To add one final area of relevance, lobbying and awareness-raising particularly toward research funders and policy makers on the importance of anthropological insights hold likewise significant potential. Again these are areas where the EASA has already become active.

Coincidentally, I will travel from Oslo to Brussels, where we will have an EASA seminar titled ‘Europe, knowledge politics and bureaucracy: anthropological perspectives’. The event has reached out representatives of diverse EU agencies to learn and discuss future directions for research and research management.

To conclude, despite very real and serious challenges, both the future of European anthropology and the EASA look bright.

The EASA finds itself growing steadily, which each of its biennial conferences – next July in Lisbon (all are welcome!) – receiving a record number of panel and paper proposals.

Simultaneously, anthropologists are venturing into different kinds of ‘exotics’ – including the spaces outlined by this event. Such ventures will undoubtedly generate novel questions, such as ones concerning data ownership in collaborations among research projects, universities and private actors.

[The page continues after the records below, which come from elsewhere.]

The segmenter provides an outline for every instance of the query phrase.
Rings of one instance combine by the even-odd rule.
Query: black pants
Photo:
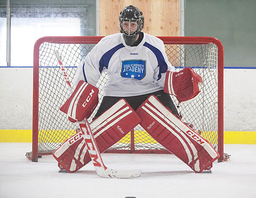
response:
[[[178,111],[173,104],[173,102],[170,95],[164,92],[164,90],[161,90],[153,93],[135,96],[124,97],[104,96],[102,99],[102,101],[100,105],[99,109],[95,115],[95,117],[97,118],[101,115],[102,113],[112,107],[118,100],[122,98],[125,99],[132,108],[135,111],[136,111],[141,105],[151,95],[156,96],[165,106],[171,110],[173,113],[179,115]]]

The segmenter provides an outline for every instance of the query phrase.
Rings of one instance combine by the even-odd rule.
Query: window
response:
[[[25,1],[11,1],[11,66],[32,66],[34,45],[41,37],[96,36],[95,1],[80,4],[80,1],[70,1],[68,4],[55,5],[51,4],[52,1],[43,1],[41,5],[35,1],[30,4]],[[7,65],[7,20],[6,4],[0,4],[1,66]]]

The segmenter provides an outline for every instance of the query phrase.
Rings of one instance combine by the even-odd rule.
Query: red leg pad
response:
[[[143,118],[140,124],[148,134],[196,172],[210,169],[212,162],[219,157],[208,141],[179,119],[155,96],[149,97],[136,113]]]
[[[141,121],[125,100],[119,100],[90,124],[100,152],[105,151],[117,143]],[[84,146],[83,137],[74,139],[81,133],[70,137],[53,153],[59,167],[69,172],[75,172],[91,160],[87,147]]]

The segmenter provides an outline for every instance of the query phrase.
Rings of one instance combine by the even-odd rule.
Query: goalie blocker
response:
[[[211,144],[151,96],[136,113],[140,123],[159,143],[197,172],[209,170],[219,154]]]

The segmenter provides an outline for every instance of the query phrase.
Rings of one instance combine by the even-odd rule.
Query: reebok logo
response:
[[[123,134],[124,134],[124,132],[123,130],[122,130],[122,129],[121,129],[121,127],[120,127],[120,126],[117,126],[117,129],[118,129],[119,131],[120,131],[120,132],[121,132],[121,133]]]
[[[147,129],[150,129],[151,127],[152,127],[152,126],[153,126],[154,124],[155,124],[156,123],[155,122],[155,121],[154,121],[151,124],[150,124],[147,127]]]

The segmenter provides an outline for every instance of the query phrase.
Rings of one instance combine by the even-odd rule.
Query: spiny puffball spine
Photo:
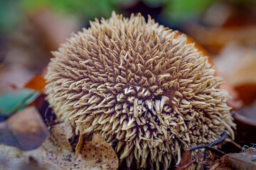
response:
[[[235,125],[223,81],[186,36],[140,14],[90,22],[48,67],[46,99],[77,133],[99,133],[128,167],[166,169]]]

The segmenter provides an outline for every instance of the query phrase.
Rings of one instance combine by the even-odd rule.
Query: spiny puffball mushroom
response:
[[[228,93],[186,35],[112,13],[53,52],[46,99],[77,133],[99,133],[120,163],[166,169],[189,145],[234,137]]]

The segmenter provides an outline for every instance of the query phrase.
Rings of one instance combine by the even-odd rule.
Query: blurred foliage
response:
[[[161,18],[173,26],[188,20],[198,20],[202,13],[216,1],[225,1],[253,8],[255,0],[140,0],[150,8],[161,7]],[[108,18],[111,11],[126,13],[127,6],[136,6],[139,0],[4,0],[0,1],[0,32],[11,32],[27,13],[34,14],[44,8],[75,15],[87,23],[95,18]],[[143,7],[143,6],[142,6]],[[149,14],[151,14],[149,11]]]
[[[21,17],[20,3],[16,0],[0,1],[0,33],[17,27]]]
[[[215,0],[170,0],[164,12],[171,23],[179,23],[200,17],[214,1]]]
[[[132,1],[136,4],[136,1]],[[198,16],[210,5],[213,0],[142,0],[142,1],[151,8],[163,6],[163,14],[166,15],[167,21],[176,23],[188,18]],[[6,31],[14,29],[24,13],[33,14],[46,8],[68,15],[75,15],[87,21],[94,18],[108,18],[113,10],[117,13],[122,13],[119,6],[124,7],[124,4],[131,4],[131,1],[10,0],[0,3],[1,4],[0,31]],[[150,11],[149,13],[150,14]]]
[[[7,115],[20,110],[33,101],[38,95],[38,91],[28,89],[1,94],[0,95],[0,115]]]

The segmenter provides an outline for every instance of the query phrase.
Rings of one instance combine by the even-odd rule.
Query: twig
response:
[[[224,152],[222,152],[219,149],[211,147],[208,145],[198,145],[198,146],[196,146],[193,147],[190,147],[188,149],[188,150],[192,151],[192,150],[196,150],[196,149],[201,149],[201,148],[205,148],[208,150],[211,151],[212,152],[219,154],[220,156],[223,156],[224,154],[226,154],[226,153],[225,153]]]
[[[220,155],[224,155],[225,154],[225,152],[222,152],[222,151],[220,151],[218,149],[216,149],[215,148],[213,148],[212,147],[213,146],[215,146],[215,145],[218,145],[220,143],[222,143],[226,138],[228,137],[228,134],[224,132],[220,137],[218,140],[216,140],[215,141],[213,141],[213,142],[211,142],[210,144],[209,144],[208,145],[198,145],[198,146],[196,146],[194,147],[190,147],[188,148],[188,150],[194,150],[194,149],[200,149],[200,148],[205,148],[205,149],[207,149],[213,152],[215,152],[216,154],[219,154]],[[206,169],[206,166],[205,166],[205,164],[206,164],[206,158],[207,158],[207,150],[206,149],[204,149],[203,151],[203,164],[201,166],[201,169]]]
[[[184,169],[187,169],[189,166],[191,166],[193,163],[195,163],[195,162],[196,162],[197,159],[195,159],[191,162],[188,162],[188,163],[186,163],[186,164],[179,166],[178,168],[176,168],[175,170],[184,170]]]

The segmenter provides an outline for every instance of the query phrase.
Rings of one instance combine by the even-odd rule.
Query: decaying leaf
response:
[[[222,159],[224,163],[235,169],[256,169],[255,148],[249,148],[245,153],[226,154]]]
[[[114,149],[99,135],[93,135],[91,141],[85,141],[84,135],[81,135],[76,152],[73,152],[69,142],[69,139],[73,137],[73,130],[68,123],[55,125],[50,130],[50,137],[38,149],[29,152],[0,145],[0,160],[1,162],[6,162],[4,165],[0,164],[0,168],[19,169],[17,167],[28,164],[31,157],[38,162],[39,166],[43,165],[48,170],[118,168],[118,158]],[[11,162],[15,163],[16,166],[11,165]]]
[[[25,85],[25,88],[42,91],[46,86],[46,80],[40,75],[36,75]]]
[[[31,150],[39,147],[49,135],[34,106],[26,108],[0,123],[0,142]]]
[[[76,147],[76,154],[84,159],[88,169],[117,169],[118,158],[112,147],[100,135],[93,135],[92,141],[85,141],[81,135]],[[97,168],[95,167],[97,166]]]

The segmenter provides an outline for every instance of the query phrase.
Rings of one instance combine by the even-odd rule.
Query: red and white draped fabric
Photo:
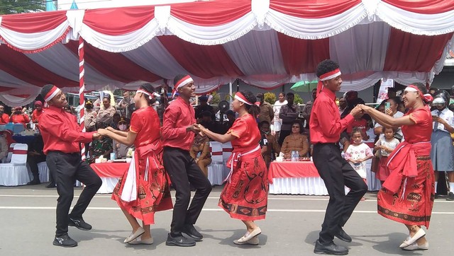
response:
[[[454,0],[214,0],[0,16],[0,92],[135,88],[189,74],[196,92],[236,78],[265,88],[339,62],[343,90],[433,81],[453,50]]]

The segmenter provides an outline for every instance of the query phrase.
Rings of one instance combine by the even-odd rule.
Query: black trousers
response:
[[[27,156],[27,163],[30,166],[30,170],[33,175],[33,180],[39,180],[39,171],[38,170],[38,163],[45,162],[45,155],[31,155]]]
[[[176,192],[170,224],[170,234],[175,237],[182,235],[184,224],[195,224],[206,198],[211,192],[211,184],[189,151],[165,147],[162,161]],[[189,183],[196,190],[190,206]]]
[[[78,153],[50,151],[46,163],[57,185],[59,197],[57,199],[55,236],[61,236],[68,232],[69,217],[82,217],[90,201],[102,185],[102,181],[93,169],[85,161],[81,160],[80,154]],[[74,183],[76,180],[84,183],[86,187],[80,194],[71,214],[68,215],[74,198]]]
[[[323,180],[329,202],[325,219],[321,225],[319,240],[328,245],[352,215],[361,197],[367,191],[367,185],[351,165],[340,156],[340,150],[334,144],[317,144],[314,146],[314,164]],[[350,189],[345,195],[344,185]]]

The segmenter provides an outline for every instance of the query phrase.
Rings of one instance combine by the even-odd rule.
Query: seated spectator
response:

Many of these questions will be of a kind that nobody has encountered before, meaning that we that we need sustained and collective reflections on them to find working solutions.

The EASA network on Applied Anthropology embodies one such sustained effort, for which we are very grateful.

Particularly via such active engagement of its members, the EASA as a whole holds the potential to become a crucial companion in these new encounters, helping us to figure out what are the next phases for anthropology, both in Europe and the world, inside and outside universities.

On behalf of the EASA, I look forward to joining in these debates – warm thanks to the conveners of the Applied Anthropology Network, as well as to the organizers of Why the World Needs Anthropologists, for these explorations.